I'd love to, but there's gonna be 25 mph gusts. But if I was to fish on a day like that, it'd be chunk baiting for massive bulls. 

Good luck


----------



## AfterHours2

Good chance ill be out Sunday afternoon. I'll be in the NSB/north area most of next week also. Better protection from the wind up there... Shoot me a PM if you decide to head north...


----------



## Dillusion

I'll be up north Sunday out of river breeze hugging the shorelines like its my job


----------



## Blatattack

Yaaaa


----------



## MariettaMike

I am sorry to report that I slept in this morning, ate lunch for breakfast, and watched NFL and NASCAR all afternoon while getting my gear together for going deer hunting next weekend.


----------



## Dillusion

> I am sorry to report that I slept in this morning, ate lunch for breakfast, and watched NFL and NASCAR all afternoon while getting my gear together for going deer hunting next weekend.


Same. I texted some buddies that live in titusville, they said it was horrible...so I pussied out.


----------



## Rediculous

You guys missed out, the fishing was epic. J/k, I looked at the river on my way to breakfast, and twas nasty.


----------



## MariettaMike

> You guys missed out, the fishing was epic. J/k, I looked at the river on my way to breakfast, and twas nasty.


I don't know now...your meat chunking idea could have kept you busy like this guy on Saturday..
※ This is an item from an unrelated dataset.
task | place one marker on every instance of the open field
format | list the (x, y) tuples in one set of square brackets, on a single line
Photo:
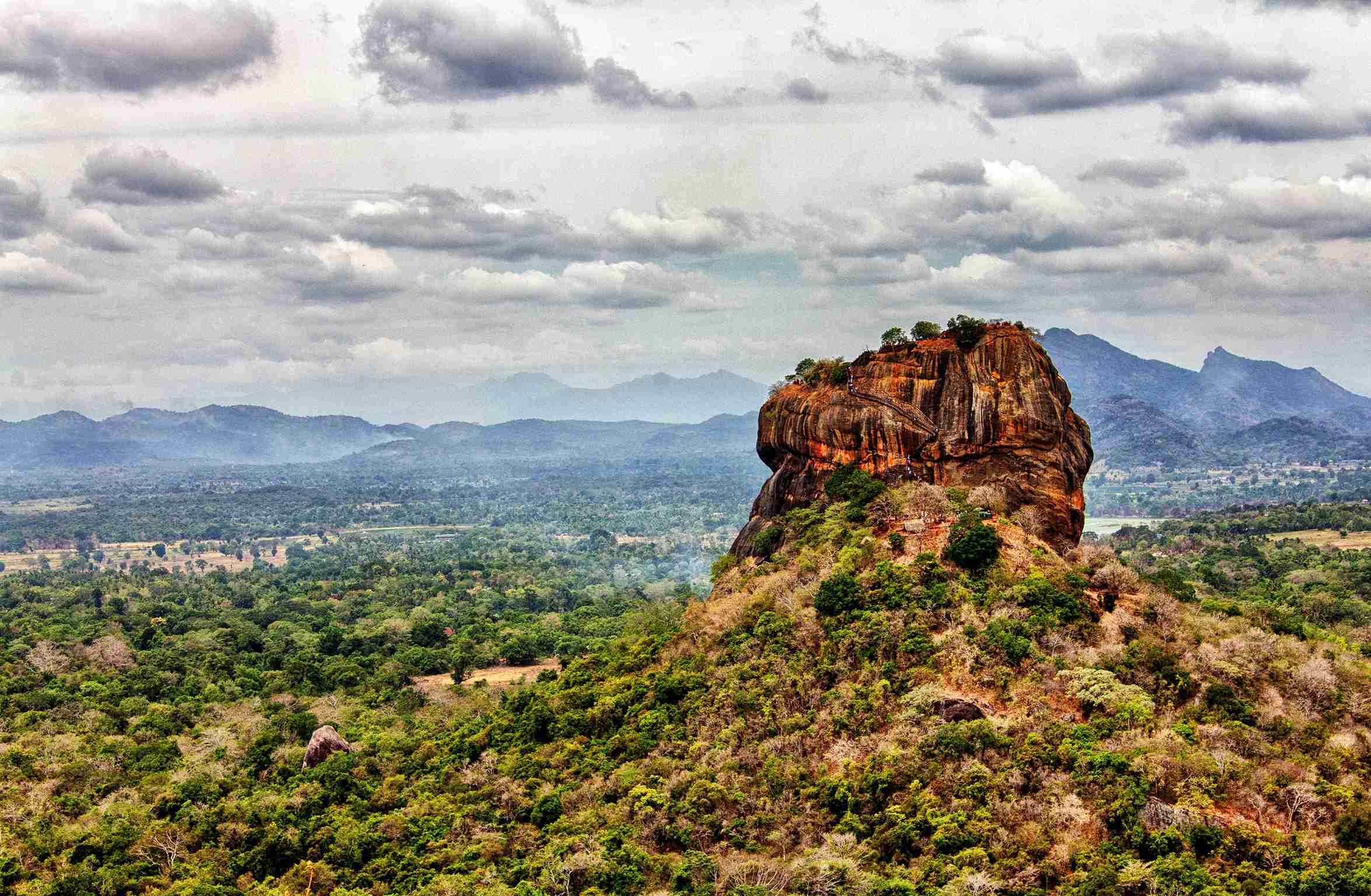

http://forums.floridasportsman.com/showthread.php?82635-10-27-2012-Hurricane-Sandy-Redfishing!!!-Capt-Randy-Kraft-Tug-of-War-Charters


----------



## AfterHours2

I was up in the NSB area the last few days. It was impossible to fish the eastern shore but I was able to get in a full day running the backwater. Slippery creek, 3 sisters all were holding fish. Bait was a little harder to come by and I normally do not run that route so had a buddy take his Hewes out. Good times and caught my first trout and red on fly... ;D


----------



## MariettaMike

Congrats on the fish.


----------